Recently, accumulating evidences suggested that H19 was up-regulated in a variety of cancer types, including esophageal cancer [18], bladder cancer [19], colorectal cancer [20] and breast cancer [21]. Previous studies have indicated that H19 involves in the complex biological process of oncogenesis [22–24]. Liang et al. reported that H19 functioned as a competing endogenous RNA (ceRNA) for miR-138 and miR-200 and antagonized their functions, leading to the de-repression of their endogenous targets Vimentin, ZEB1, and ZEB2, all of which were core marker genes to promote epithelial-mesenchymal transition (EMT) in colorectal cancer [25]. Furthermore, H19 has the potential to produce the “91H RNA”, which regulates insulin like growth factor 2 (IGF2) expression [26]. H19 acts as an oncogene in the above cancers [10], however, is proposed as a tumor suppressor gene in hepatocellular carcinoma [27]. Based on the orthotopic xenograft experiments by Zhang et al. [27], the HCC tissue, with lower H19 expression showed more regressive and metastatic properties. Moreover, their analysis also indicated that, by altering the epigenetic activation of miR-200 with cooperation of the protein complex hnRNP U/PCAF/RNA Pol II, H19 could suppress HCC metastasis and cause EMT. Furthermore, c-Myc could induce the expression of the H19 RNA and bind to the E-boxes near the imprinting control region to facilitate histone acetylation and transcriptional initiation of the H19 gene in HCC, c-Myc could also down-regulate the expression of IGF2, the reciprocally imprinted gene at the H19/IGF2 locus [28]. Interestingly, the H19 gene was reported to induce P-glycoprotein expression and multi-drug resistance 1 (MDR1)-associated drug resistance at least in liver cancer cells through regulating MDR1 promoter methylation [29]. Additionally, recent studies suggested that individual therapy targeting the miRNA and lncRNA in combination may afford more curative effects on HCC, such as H19 [27]. Despite of extensive evidence, the complex role of H19 in tumorigenesis is still needed to be further elucidated.

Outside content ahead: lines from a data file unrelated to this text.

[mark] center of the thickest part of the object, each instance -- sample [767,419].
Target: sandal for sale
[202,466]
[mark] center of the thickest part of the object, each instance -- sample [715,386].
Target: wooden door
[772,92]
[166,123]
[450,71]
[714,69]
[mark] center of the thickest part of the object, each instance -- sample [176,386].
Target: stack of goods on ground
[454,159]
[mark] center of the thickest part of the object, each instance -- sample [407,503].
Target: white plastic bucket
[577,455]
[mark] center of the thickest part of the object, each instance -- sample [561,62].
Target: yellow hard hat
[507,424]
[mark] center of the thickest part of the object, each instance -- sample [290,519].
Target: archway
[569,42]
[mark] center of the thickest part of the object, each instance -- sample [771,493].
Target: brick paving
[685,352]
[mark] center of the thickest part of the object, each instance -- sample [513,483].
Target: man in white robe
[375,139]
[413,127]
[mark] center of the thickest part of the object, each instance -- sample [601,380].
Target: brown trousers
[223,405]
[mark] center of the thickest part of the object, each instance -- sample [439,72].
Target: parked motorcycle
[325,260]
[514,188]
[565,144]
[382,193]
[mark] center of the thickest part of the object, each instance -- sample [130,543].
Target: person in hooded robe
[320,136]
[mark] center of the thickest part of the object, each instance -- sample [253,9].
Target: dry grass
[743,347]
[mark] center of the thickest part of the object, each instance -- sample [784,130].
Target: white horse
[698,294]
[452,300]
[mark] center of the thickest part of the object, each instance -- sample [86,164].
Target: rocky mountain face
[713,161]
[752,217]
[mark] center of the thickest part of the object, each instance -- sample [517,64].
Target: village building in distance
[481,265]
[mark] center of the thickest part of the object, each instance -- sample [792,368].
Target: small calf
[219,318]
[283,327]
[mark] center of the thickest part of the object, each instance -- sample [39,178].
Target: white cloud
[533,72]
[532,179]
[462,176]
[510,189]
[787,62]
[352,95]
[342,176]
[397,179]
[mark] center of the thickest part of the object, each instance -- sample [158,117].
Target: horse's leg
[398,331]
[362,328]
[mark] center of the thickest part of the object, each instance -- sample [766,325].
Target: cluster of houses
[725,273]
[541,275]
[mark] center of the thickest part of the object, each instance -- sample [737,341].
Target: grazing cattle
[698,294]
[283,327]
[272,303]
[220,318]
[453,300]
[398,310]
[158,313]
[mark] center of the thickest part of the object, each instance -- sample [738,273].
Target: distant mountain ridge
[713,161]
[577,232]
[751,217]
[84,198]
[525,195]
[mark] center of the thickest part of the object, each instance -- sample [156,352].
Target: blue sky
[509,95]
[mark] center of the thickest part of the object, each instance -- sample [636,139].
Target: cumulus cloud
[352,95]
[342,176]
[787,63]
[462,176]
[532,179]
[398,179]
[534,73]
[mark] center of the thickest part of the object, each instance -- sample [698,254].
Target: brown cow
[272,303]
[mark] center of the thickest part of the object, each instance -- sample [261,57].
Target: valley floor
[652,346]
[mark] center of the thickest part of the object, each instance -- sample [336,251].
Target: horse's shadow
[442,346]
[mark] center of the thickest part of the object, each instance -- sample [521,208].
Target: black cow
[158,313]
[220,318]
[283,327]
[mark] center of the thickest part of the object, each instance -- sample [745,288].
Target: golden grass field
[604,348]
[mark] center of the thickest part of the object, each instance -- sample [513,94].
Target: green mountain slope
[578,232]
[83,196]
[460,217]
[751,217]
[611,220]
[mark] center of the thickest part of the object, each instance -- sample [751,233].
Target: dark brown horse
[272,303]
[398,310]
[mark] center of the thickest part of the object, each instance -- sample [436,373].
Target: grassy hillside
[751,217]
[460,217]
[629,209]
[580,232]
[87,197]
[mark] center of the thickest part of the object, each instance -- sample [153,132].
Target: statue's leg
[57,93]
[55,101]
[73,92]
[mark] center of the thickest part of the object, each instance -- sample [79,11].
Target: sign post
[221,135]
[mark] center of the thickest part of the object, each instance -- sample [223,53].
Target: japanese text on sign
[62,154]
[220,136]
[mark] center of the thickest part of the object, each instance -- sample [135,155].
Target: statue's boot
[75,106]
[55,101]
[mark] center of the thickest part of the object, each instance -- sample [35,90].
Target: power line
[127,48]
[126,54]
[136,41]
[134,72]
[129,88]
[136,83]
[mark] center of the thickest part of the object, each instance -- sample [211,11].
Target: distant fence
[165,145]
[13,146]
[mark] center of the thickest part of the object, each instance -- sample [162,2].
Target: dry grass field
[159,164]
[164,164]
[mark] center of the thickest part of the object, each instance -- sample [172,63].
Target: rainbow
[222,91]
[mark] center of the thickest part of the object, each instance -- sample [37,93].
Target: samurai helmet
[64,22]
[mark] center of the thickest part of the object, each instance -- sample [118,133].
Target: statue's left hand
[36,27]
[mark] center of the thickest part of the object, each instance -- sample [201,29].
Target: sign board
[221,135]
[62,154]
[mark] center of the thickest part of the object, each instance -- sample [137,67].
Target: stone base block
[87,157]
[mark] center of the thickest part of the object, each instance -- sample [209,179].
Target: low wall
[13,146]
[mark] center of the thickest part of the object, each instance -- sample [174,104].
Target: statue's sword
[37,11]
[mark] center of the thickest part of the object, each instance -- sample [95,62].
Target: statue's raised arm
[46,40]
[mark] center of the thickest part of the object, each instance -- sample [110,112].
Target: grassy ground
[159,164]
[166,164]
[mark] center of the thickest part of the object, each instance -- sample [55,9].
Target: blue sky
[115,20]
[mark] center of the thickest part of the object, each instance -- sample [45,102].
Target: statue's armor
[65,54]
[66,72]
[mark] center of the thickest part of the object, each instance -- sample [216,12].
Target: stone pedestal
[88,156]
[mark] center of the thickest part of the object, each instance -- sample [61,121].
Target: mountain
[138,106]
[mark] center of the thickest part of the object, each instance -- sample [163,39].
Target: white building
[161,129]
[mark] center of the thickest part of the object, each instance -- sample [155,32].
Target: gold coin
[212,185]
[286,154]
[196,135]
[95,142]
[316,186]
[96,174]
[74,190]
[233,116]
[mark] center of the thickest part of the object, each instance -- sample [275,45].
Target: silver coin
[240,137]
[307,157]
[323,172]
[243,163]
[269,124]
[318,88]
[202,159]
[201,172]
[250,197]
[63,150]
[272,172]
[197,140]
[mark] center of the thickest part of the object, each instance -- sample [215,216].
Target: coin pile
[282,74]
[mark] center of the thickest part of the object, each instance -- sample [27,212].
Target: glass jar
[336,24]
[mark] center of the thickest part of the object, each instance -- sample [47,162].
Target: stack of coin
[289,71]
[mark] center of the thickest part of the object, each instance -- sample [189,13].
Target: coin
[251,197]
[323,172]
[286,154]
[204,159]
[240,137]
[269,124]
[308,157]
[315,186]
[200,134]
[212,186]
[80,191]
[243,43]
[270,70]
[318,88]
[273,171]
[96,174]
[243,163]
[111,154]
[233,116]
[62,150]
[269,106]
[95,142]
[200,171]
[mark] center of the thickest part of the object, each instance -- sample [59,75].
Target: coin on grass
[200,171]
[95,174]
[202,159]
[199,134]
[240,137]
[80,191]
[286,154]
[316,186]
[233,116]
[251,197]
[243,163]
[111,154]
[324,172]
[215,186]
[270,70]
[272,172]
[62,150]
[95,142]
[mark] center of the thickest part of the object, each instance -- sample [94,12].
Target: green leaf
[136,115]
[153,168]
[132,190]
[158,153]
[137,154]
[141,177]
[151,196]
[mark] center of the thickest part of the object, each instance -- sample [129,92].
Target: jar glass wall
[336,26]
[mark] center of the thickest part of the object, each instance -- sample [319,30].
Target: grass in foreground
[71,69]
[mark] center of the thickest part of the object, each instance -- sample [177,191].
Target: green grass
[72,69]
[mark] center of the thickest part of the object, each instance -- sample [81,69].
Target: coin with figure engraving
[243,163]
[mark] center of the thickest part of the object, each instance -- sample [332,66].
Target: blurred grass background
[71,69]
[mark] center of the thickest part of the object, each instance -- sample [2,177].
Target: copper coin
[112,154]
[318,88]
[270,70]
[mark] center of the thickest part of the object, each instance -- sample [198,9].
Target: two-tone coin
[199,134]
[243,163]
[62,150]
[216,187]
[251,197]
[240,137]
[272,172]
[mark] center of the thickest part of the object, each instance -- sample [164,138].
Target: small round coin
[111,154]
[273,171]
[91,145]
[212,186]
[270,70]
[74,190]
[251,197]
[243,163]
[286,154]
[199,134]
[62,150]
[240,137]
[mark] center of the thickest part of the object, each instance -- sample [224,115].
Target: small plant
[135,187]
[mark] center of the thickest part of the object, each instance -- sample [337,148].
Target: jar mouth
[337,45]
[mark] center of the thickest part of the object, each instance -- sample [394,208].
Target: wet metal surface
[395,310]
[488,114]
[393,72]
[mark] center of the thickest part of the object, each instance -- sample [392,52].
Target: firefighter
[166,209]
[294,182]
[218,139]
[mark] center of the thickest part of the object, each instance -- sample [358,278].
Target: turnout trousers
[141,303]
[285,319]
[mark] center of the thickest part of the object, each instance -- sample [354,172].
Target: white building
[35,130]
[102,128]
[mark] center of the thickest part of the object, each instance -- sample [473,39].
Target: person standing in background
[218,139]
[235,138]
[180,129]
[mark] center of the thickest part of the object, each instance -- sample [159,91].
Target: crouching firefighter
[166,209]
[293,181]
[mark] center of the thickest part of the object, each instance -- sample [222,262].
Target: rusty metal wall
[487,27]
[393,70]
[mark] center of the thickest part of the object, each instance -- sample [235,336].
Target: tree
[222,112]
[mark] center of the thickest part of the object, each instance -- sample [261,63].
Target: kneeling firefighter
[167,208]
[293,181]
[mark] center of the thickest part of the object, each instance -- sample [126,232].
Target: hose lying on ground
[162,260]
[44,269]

Emerging evidence has implied that genetic variants in lncRNAs may modify the risk of multiply tumors [30]. Several molecular epidemiological studies have examined the association between the H19 polymorphisms and the risks of cancers, including breast, bladder, gastric, lung, colorectal and ovarian cancer. Most reports revealed that H19 polymorphisms (rs2107425, rs217727 and rs2839698) were associated with cancer risks [11–16, 31, 32]. Based on the Encyclopedia of DNA Elements (ENCODE) DNase I hypersensitive site (DHS) sequencing data set, H19 polymorphisms (rs2839698 and rs217727) were found in the open chromatin regions that associated with gene regulatory elements, indicating that both of the polymorphisms may affect the binding of transcription factors. ChIP-Seq data from the ENCODE project further demonstrates that rs217727 is located in a region in where may influence the binding of numerous transcription factors. These results show that it is biologically conceivable for the polymorphisms (rs2839698 and rs217727) in H19 to be potential causal variants that regulate the expression of H19 and further affect cancer. However, we found rs2839698 was in strong linkage disequilibrium (LD) with rs2839702, rs2067051 and rs2075745 (r² > 0.90), and the three polymorphisms (rs2839702, rs2067051 and rs2075745) in the role of HCC was far stronger than the above three, according to the bioinformatic we found. Therefore, we aimed to explore whether the H19 polymorphisms were related to the susceptibility of HCC. Nevertheless, in our analysis, no significant association was observed between the H19 polymorphisms and HCC. One reason for this result may be different pathological role of H19 polymorphisms in HCC susceptibility as compare to other cancers. The precise mechanism of H19 polymorphisms action remains unclear, and further investigations are required.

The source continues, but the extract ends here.